Rule 7: Time to post-process ... while the image is still at its native size. Saturation, shadow/highlight, levels, curves etc. should be done now. Remember, noise reduction first (before uprezzing, or you will uprez the noise as well), sharpening last. In fact, that leads to the next rule:
Rule 8: Uprez before you sharpen! First, go to the image>image size dialogue command and uncheck 'constrain proportions', check "resample image" and leave the resolution at 300ppi. If you are uprezzing, use "bicubic smoother" (assuming you are not using Qimage etc) Your native horizontal dimension should be about 10 inches or so (or 14 or so inches in vertical mode). Make a mental note of the native ratio of vertical to horizontal dimensions. Purists may shudder in horror, but I uprez in one step unless I am going more than three times the native size. I cannot notice any quality difference. Type in your 24 inch vertical dimension. You will notice that the horizontal dimension doesn't change. Now comes the hard part: deciding how long you want to make your pano. If I am shooting ski mountains, I want to err on making the horizontal dimesion slightly shorter tha the original ratio, to make the mountains appear slightly taller. If I want to emphasize the broad expanse of something, I stretch it a bit horizontally. The key thing here is to try to make the new size of your photo a fairly standard dimension, like 24x60, 24x42, 24x48, 24x72 etc. Our eyes are used to seeing things framed and built in these common dimensions.
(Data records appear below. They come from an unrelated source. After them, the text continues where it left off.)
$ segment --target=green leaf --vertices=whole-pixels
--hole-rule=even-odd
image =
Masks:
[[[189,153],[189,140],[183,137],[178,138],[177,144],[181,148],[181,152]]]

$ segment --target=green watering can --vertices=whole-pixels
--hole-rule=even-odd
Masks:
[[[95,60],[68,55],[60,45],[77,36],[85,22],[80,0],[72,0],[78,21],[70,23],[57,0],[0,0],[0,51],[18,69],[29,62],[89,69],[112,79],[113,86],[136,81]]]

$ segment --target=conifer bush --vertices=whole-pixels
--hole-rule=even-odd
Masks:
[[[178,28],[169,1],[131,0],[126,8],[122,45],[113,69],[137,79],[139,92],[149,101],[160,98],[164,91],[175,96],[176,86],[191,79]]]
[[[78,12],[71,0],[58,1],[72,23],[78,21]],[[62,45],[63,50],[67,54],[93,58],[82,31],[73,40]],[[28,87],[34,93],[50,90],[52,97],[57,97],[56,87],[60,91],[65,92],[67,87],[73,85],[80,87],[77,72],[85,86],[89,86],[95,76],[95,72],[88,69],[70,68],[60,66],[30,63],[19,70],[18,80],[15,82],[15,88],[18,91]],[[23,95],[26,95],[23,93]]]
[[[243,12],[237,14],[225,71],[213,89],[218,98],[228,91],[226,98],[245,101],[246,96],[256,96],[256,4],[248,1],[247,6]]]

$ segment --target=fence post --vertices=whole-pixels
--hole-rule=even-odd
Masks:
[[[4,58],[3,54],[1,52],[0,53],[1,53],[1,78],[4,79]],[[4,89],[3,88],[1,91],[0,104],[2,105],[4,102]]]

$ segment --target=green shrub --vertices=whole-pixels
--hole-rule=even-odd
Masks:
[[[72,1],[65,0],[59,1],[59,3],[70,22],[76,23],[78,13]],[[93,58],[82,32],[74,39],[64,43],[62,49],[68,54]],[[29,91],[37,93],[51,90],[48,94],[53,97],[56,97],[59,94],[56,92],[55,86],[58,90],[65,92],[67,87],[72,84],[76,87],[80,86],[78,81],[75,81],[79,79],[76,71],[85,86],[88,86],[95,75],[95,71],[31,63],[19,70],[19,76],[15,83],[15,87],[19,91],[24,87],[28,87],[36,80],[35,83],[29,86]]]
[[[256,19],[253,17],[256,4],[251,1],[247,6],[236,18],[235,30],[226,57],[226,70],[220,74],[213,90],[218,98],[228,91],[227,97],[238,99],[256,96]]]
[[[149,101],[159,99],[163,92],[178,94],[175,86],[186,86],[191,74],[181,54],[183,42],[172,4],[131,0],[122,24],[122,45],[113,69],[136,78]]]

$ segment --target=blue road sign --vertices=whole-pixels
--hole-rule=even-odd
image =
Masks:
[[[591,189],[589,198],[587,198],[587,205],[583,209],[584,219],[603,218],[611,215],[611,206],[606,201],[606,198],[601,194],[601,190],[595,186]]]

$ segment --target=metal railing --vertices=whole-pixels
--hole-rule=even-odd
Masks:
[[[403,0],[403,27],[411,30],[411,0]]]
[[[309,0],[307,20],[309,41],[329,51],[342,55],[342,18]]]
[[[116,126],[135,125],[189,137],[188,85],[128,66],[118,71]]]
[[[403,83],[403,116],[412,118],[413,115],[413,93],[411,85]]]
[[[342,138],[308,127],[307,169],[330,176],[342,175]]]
Framing is way cheaper as well. Remember, it's art. Go for whatever looks best. Now, uprez and hit "fit on screen".
Rule 9: I am now going to sharpen using the non-destructive "High Pass" sharpening filter. Hit Layer>duplicate layer. Now go to filter>other>high pass. Your pano will turn a blank grey, with a little box that only shows edges. The small dialogue box that pops up will have a radius slider. The E-5 should require something between 1-3 pixels, but every photo is unique. Slide it over until you just see the edges. Now, move over to the layer box on the right side of the screen, and set the blending mode, initially, to "'overlay". Bang, the image pops back on the screen, sharpened. It may be too sharpened, but if it is, just reduce the opacity slider. You can toggle the little eye icon there off and on to check. Also, try other modes like "soft light" or "vivid light" High Pass sharpening is the single most critical step to getting good print results with heavily uprezzed images. To print well, they should look just a tad oversharpened on the screen.
Rule 10; Ok, you are done. Save it between quality 10-12 on CS4 save dialogue. You will have perfectly usable photograph that will now print big and look great at it's native size. Just make sure you go to a good lab that will print the correct colour profile and not try to autocorrect it in-house, if you are not printing at home.